“In terms of pure performance, we still have ground to make up on Ferrari and McLaren Mercedes, and we didn't make the progress we hoped to in the second half of the season. Indeed, some of our development projects did not yield the expected performance gains on the track. But I am certain we shall learn the lessons from this for 2009. After all, we want to be up there fighting for the World Championship title next season,” said Theissen.
BMW started the season very strong and, by the Canadian Grand Prix, they were already leading the championship standings ahead of Ferrari and McLaren. Not only that, but their driver Robert Kubica was also very much alive in the title race, especially after his win at Montreal. Little by little though, the team lost its pace in the championship and began focusing on the development of next year's car rather than continue their efforts throughout the remaining half of the season.
As it later turned out, had the German manufacturer continued focusing on the 2008 car, they would have probably had a great chance of winning at least one of the titles – drivers or constructors – as early as this season.

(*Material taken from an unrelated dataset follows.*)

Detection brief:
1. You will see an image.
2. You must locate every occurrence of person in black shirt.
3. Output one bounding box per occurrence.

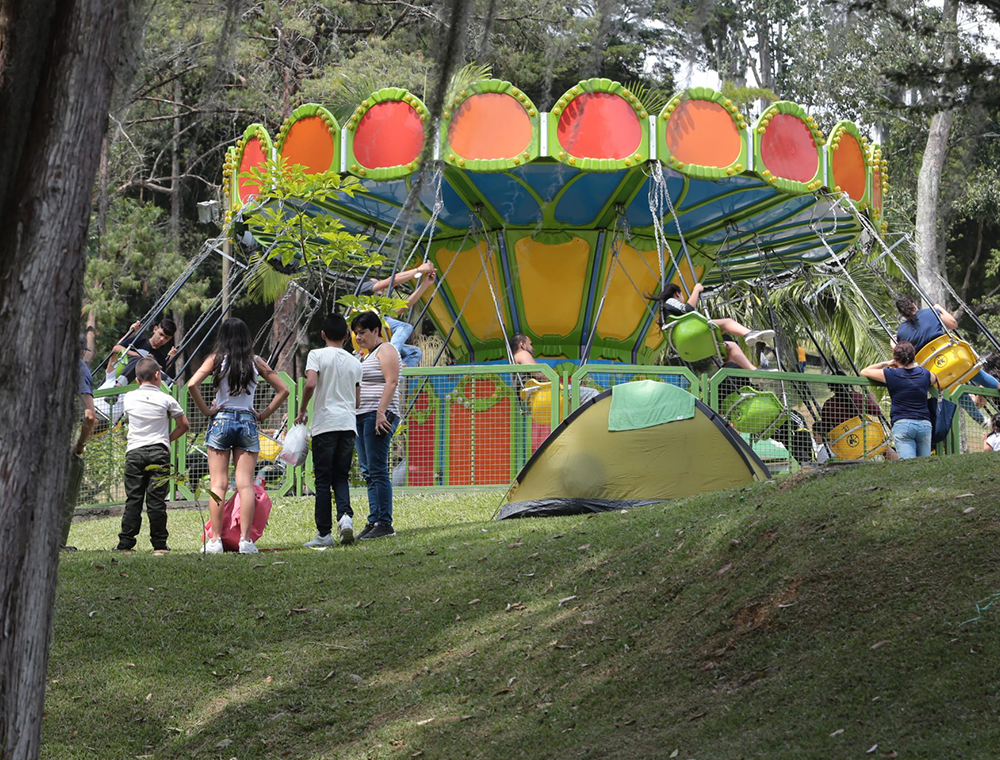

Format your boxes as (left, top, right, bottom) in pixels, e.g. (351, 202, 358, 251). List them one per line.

Both Ferrari and McLaren lost plenty of points in the second half of the season, while Renault upped their game and outscored BMW in terms of on-track performances. Nevertheless, Theissen praised his team efforts this year and hoped BMW can keep up the winning trend next year.
“As things stand, we have now had 11 podium finishes this year, compared with two in 2007. This statistic alone is evidence of the considerable steps forward we have made. dded to that, Nick (Heidfeld) brought us our first fastest race lap in Malaysia, Robert (Kubica) claimed our first pole position in Bahrain, and we've now scored points in 34 consecutive races, something no other team can match,” concluded the German.